Interactions with homeomorphism invariants:.
Theorem3.3.25.
If \(X\) is a path-connected space, then \(X\) is connected.
Definition3.3.26.
The flea and comb space is the subset \(X := \{(0,1)\} \cup (I \times \{0\}) \cup (\cup n \in \N \{1/n\} \times I)\) of\(\R^2\) with the Euclidean subspace topology. The point \((0,1)\) is the flea and the subspace \(X\setminus\{(0,1)\}\) is the comb.
Theorem3.3.27.
Connectedness does not imply path-connectedness. In particular, the flea-and-comb space is connected but not path-connected.
Theorem3.3.28.
A subspace \(Y\) of \((\R,\cT_{\text{Eucl}})\) is path-connected iff \(Y\) is either an interval, ray, or \(\R\text{.}\)
Subsection3.3.3Components
Definition3.3.29.
Let \(X\) be a topological space, and let \(\sim_{cc}\) be the equivalence relation on \(X\) defined by \(p \sim_{cc} q\) if and only if there is a connected subspace \(A\) of \(X\) with \(p,q \in A\text{.}\) A connected component of \(A\) is an equivalence class for the relation \(\sim_{cc}\text{.}\)
Definition3.3.30.
Let \(X\) be a topological space, and let \(\sim_{pc}\) be the equivalence relation on \(X\) defined by \(p \sim_{pc} q\) if and only if there is a path in \(X\) from \(p\) to \(q\text{.}\) A path component of \(A\) is an equivalence class for the relation \(\sim_{pc}\text{.}\)
Example3.3.31.
Examples
Lemma3.3.32.
\(\sim_{cc}\) and \(\sim_{pc}\) are equivalence relations.
Theorem3.3.33.
Let \(X\) be a topological space.
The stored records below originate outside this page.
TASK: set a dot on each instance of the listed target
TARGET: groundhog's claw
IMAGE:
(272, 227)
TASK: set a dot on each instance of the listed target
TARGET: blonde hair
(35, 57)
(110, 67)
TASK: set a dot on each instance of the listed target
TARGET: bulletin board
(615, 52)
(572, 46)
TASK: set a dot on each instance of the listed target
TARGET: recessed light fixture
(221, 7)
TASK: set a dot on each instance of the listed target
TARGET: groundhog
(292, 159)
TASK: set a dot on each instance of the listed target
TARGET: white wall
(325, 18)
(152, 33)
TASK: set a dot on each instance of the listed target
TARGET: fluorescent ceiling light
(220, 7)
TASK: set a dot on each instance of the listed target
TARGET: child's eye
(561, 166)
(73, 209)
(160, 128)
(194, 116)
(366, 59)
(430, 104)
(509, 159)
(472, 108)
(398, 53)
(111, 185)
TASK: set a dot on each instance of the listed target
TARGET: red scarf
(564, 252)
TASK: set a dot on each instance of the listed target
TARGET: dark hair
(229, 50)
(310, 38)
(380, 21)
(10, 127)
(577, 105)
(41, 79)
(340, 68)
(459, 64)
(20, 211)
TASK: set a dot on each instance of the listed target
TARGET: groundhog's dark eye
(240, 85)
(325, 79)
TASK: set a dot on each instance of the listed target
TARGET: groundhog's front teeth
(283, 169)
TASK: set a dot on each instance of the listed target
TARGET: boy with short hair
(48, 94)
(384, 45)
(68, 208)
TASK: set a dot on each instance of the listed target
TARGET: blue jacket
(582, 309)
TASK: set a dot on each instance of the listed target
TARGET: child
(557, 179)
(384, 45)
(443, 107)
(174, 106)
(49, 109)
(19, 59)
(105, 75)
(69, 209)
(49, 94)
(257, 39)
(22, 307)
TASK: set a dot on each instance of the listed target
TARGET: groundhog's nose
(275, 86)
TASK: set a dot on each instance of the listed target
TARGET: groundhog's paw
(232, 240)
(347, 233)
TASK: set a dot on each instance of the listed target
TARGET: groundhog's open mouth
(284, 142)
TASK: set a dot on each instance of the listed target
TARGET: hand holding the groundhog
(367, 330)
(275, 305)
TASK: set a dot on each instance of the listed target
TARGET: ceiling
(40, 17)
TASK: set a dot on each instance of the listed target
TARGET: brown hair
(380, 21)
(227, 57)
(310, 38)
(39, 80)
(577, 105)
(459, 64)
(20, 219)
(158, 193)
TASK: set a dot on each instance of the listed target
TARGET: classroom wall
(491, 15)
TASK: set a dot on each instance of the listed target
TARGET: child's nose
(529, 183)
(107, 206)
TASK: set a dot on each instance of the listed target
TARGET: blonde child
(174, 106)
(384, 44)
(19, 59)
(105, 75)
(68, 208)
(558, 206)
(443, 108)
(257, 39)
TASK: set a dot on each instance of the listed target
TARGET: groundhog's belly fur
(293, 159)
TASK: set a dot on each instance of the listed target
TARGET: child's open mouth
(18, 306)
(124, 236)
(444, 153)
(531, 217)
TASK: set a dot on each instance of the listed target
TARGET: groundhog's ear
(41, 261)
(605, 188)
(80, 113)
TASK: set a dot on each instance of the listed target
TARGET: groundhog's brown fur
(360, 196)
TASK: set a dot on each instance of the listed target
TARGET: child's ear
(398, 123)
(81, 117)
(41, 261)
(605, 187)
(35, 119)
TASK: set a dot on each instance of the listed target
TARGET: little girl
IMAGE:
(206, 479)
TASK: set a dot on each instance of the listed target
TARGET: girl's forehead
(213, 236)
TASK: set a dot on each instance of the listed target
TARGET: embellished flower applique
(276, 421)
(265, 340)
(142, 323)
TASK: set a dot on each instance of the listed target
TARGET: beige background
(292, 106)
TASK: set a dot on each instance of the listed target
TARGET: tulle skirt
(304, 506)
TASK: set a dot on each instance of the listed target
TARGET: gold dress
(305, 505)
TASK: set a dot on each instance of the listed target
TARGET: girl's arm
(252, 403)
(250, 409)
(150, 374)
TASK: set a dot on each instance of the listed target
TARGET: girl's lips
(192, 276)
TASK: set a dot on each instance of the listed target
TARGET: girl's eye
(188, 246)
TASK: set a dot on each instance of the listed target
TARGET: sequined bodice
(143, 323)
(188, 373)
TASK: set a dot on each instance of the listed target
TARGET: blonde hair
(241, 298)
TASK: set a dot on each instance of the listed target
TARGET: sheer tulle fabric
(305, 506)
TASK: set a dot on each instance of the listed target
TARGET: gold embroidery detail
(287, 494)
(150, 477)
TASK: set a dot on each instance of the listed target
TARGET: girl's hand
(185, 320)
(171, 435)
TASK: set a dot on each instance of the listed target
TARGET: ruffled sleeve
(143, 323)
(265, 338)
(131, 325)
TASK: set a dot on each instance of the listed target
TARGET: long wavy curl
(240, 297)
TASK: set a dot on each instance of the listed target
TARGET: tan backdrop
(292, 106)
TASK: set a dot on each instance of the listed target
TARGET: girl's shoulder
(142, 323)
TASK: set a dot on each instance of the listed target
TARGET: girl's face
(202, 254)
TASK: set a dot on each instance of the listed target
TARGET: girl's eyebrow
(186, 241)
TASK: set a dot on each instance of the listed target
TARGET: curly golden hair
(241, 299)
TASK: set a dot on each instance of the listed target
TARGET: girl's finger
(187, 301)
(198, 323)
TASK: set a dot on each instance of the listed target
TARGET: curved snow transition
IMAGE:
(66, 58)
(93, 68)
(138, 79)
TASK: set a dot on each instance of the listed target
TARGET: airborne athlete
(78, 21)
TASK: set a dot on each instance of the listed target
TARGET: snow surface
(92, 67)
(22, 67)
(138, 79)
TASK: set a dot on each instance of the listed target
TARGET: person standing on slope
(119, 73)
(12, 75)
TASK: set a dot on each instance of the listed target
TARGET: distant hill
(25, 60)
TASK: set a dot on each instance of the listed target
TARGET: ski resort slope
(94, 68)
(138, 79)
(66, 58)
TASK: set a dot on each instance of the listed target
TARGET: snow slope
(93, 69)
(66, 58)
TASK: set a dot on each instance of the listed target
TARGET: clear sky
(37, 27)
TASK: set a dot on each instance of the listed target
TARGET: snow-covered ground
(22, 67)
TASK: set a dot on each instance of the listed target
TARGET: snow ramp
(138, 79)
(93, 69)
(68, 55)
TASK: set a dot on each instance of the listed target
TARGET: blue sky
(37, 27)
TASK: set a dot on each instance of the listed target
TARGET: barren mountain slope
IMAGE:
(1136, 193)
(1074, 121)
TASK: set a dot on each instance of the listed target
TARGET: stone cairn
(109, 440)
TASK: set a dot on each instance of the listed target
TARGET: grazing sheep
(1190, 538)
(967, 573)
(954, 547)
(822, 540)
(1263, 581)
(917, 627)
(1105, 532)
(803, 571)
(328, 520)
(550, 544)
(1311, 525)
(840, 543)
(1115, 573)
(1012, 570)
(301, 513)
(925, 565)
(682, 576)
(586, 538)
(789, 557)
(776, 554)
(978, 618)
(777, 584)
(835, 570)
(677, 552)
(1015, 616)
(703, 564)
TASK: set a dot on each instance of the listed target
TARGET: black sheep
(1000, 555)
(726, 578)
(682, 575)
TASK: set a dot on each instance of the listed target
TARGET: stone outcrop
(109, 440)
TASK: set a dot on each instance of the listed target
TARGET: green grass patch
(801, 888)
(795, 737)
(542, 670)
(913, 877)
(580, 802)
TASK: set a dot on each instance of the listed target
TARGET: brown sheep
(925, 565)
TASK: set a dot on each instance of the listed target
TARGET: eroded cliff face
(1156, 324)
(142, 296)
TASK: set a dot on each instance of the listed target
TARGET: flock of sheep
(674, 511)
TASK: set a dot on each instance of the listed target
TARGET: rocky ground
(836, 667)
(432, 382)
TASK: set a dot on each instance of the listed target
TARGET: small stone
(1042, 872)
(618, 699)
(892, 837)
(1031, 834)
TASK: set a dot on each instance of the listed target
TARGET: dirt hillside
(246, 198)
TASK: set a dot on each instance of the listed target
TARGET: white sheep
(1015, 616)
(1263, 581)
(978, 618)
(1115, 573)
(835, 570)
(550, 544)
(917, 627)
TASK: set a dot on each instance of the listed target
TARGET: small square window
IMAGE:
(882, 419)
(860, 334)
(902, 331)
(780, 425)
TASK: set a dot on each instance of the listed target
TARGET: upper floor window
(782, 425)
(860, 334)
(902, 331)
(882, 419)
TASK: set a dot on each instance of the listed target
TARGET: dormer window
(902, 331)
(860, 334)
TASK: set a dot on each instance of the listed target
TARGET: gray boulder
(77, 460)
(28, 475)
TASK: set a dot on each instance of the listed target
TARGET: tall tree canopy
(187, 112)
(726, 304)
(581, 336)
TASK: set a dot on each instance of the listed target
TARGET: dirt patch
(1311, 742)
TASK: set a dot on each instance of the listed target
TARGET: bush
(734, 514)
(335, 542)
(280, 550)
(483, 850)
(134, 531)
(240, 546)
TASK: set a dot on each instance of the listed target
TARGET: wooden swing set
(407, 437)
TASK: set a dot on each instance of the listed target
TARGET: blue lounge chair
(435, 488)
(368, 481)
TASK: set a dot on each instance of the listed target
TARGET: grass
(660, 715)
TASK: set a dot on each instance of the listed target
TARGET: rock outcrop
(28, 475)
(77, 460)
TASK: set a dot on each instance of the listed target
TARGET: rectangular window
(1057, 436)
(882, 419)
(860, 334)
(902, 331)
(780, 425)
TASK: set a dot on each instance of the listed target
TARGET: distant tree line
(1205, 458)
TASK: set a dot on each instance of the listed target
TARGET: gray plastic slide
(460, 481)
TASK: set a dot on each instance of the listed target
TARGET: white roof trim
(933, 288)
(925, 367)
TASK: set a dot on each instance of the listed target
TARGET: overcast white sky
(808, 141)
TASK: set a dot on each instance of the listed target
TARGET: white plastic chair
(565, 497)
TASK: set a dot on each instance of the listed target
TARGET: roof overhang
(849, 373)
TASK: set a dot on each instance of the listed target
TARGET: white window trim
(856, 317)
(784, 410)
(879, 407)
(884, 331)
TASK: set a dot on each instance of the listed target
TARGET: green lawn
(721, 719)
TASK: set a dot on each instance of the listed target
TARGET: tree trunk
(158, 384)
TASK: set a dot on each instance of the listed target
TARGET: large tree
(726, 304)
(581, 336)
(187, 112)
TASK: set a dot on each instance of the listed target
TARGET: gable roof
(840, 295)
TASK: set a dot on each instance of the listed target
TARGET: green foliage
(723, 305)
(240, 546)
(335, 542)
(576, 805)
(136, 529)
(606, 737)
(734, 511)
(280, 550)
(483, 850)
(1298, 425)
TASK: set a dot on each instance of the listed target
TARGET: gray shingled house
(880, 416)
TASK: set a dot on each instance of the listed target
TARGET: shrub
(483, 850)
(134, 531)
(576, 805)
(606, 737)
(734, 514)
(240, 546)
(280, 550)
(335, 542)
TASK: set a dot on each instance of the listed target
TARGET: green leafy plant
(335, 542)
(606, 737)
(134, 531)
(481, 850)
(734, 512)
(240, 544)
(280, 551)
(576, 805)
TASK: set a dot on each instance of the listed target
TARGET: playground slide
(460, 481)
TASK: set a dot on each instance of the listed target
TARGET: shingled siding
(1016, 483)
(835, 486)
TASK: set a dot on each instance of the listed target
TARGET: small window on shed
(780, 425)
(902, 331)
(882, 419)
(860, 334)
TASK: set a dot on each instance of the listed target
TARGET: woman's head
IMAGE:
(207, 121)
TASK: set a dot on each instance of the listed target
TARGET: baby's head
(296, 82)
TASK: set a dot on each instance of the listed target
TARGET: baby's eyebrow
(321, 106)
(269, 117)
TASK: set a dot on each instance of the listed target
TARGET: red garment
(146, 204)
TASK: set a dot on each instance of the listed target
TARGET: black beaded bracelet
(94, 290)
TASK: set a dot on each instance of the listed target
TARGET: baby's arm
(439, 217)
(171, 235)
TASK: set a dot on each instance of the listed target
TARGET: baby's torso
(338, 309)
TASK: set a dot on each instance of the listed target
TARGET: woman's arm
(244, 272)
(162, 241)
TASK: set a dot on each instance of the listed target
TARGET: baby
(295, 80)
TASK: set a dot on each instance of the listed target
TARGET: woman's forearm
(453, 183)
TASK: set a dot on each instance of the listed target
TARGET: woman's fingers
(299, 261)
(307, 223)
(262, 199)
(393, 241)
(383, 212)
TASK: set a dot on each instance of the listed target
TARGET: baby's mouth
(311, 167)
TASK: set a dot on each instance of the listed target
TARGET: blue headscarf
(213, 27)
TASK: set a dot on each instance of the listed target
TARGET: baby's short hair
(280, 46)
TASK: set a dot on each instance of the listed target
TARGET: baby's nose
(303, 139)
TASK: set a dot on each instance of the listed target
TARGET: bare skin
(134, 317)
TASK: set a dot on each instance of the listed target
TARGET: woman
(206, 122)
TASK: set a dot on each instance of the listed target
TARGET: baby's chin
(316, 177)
Then \(X\) is a disjoint union of its connected components. Moreover, each connected component is a disjoint union of path components.
Theorem3.3.34.
The number (cardinality) of connected components is a homeomorphism invariant.
The number (cardinality) of path components is a homeomorphism invariant.